Vegetation losses due to surface ozone concentrations from fires in Portugal mainland

Tropospheric ozone (O₃) is an important anthropogenic gas, and it is a secondary air pollutant. The combination of sunlight with non-methane hydrocarbons (NMHCs) and NO_x (NO + NO₂) from biomass burning results in significant photochemical production of O₃. Since the fire season in Portugal occurs during the summer, these emitted O₃ precursors lead to the production of O₃. An excessive concentration of tropospheric O₃ damage leaves, decreasing photosynthesis, plant growth and biomass accumulation and costing, therefore, billions of dollars annually in lost plant productivity.

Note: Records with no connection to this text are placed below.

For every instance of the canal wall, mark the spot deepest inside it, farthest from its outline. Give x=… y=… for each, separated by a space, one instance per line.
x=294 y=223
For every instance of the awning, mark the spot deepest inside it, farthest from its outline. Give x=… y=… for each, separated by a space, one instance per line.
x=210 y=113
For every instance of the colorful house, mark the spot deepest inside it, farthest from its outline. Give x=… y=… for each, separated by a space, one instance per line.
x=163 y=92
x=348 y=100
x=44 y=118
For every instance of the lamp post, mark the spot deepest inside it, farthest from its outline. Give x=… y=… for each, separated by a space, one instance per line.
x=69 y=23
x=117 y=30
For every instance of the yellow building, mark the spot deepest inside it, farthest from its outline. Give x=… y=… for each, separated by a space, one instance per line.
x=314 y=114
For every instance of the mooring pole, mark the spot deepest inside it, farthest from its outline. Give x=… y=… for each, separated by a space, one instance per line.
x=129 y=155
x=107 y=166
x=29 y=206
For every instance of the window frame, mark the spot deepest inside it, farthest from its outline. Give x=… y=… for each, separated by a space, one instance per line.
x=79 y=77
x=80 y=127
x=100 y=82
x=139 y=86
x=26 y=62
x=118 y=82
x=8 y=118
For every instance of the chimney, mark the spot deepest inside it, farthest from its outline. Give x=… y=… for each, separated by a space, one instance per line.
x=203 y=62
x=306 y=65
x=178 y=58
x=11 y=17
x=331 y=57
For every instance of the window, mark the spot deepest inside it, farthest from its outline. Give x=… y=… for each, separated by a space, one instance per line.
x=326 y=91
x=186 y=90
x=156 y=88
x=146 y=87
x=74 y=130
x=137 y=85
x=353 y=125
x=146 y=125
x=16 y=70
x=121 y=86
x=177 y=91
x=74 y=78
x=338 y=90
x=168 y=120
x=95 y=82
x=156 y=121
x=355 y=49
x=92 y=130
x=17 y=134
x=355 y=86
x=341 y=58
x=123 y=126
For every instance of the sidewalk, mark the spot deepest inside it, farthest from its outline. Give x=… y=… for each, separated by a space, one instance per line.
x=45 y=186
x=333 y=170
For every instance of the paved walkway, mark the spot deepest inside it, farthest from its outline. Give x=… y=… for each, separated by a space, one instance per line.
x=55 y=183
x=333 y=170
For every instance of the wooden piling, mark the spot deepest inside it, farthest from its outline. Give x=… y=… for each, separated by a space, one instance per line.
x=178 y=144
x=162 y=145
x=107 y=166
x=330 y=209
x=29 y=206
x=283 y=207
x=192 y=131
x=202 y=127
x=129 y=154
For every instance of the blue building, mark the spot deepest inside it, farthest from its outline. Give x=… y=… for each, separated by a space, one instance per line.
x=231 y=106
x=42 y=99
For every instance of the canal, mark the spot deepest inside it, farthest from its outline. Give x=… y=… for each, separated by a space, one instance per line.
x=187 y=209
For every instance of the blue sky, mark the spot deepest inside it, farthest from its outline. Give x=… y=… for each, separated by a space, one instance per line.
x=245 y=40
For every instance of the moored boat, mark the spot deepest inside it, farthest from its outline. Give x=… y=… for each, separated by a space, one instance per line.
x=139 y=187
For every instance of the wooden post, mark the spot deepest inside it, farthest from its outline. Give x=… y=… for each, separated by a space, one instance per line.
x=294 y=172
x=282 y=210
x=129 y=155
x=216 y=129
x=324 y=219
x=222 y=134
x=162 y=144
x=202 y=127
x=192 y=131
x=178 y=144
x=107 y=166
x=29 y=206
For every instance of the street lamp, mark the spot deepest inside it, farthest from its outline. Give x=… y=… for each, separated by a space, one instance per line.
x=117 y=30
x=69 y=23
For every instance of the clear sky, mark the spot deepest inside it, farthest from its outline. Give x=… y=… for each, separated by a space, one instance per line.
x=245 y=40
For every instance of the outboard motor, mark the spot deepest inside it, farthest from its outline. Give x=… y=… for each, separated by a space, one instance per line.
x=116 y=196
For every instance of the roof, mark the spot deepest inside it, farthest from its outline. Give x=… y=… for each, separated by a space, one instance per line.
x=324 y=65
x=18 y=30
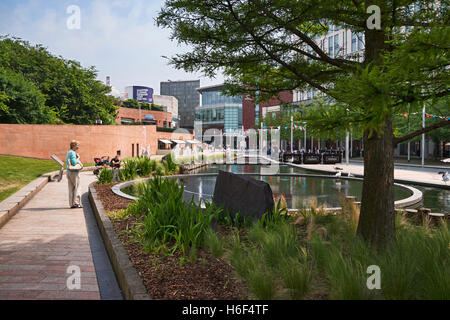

The main objective of this work is to understand if there is a relationship between the loss in crop yields due to the concentration of O₃ derived from fires, in Portugal mainland. Therefore, this work is divided into three phases: i) to evaluate the relationship between tropospheric O₃ and extreme fires; ii) relate the contribution of O₃ to vegetation productivity contraction; and iii) relate the fire-induced O₃ increments to vegetation losses. To access to tropospheric O₃ concentration data Atmospheric Infrared Sounder (AIRS) and Copernicus Atmosphere Monitoring Service (CAMS) products were used. The AIRS Version 7 Level 3 product are daily, gridded mean geophysical parameters on 1°x1° grid cells, with higher internal vertical resolution at 100 pressure levels (1000 hPa – 1 hPa). The CAMS reanalysis (CAMSRA) O₃ data have a temporal resolution of 3 h and a spatial resolution of approximately 80 km (0.7°x0.7° grid cells) with 60 hybrid sigma–pressure (model) levels (13 levels, 400 - 100 hPa) in the vertical (top level at 0.1 hPa).  Vegetation productivity is assessed by means of Gross Primary Production (GPP) available from Moderate Resolution Imaging Spectroradiometer (MODIS) collections. It can be concluded that when fires occur in large areas, such as the fires of 2012 (Serra do Caldeirão) and 2018 (Monchique) the levels of surface O₃ concentration have a high increase, which can lead to a decrease in vegetation and crop productivity.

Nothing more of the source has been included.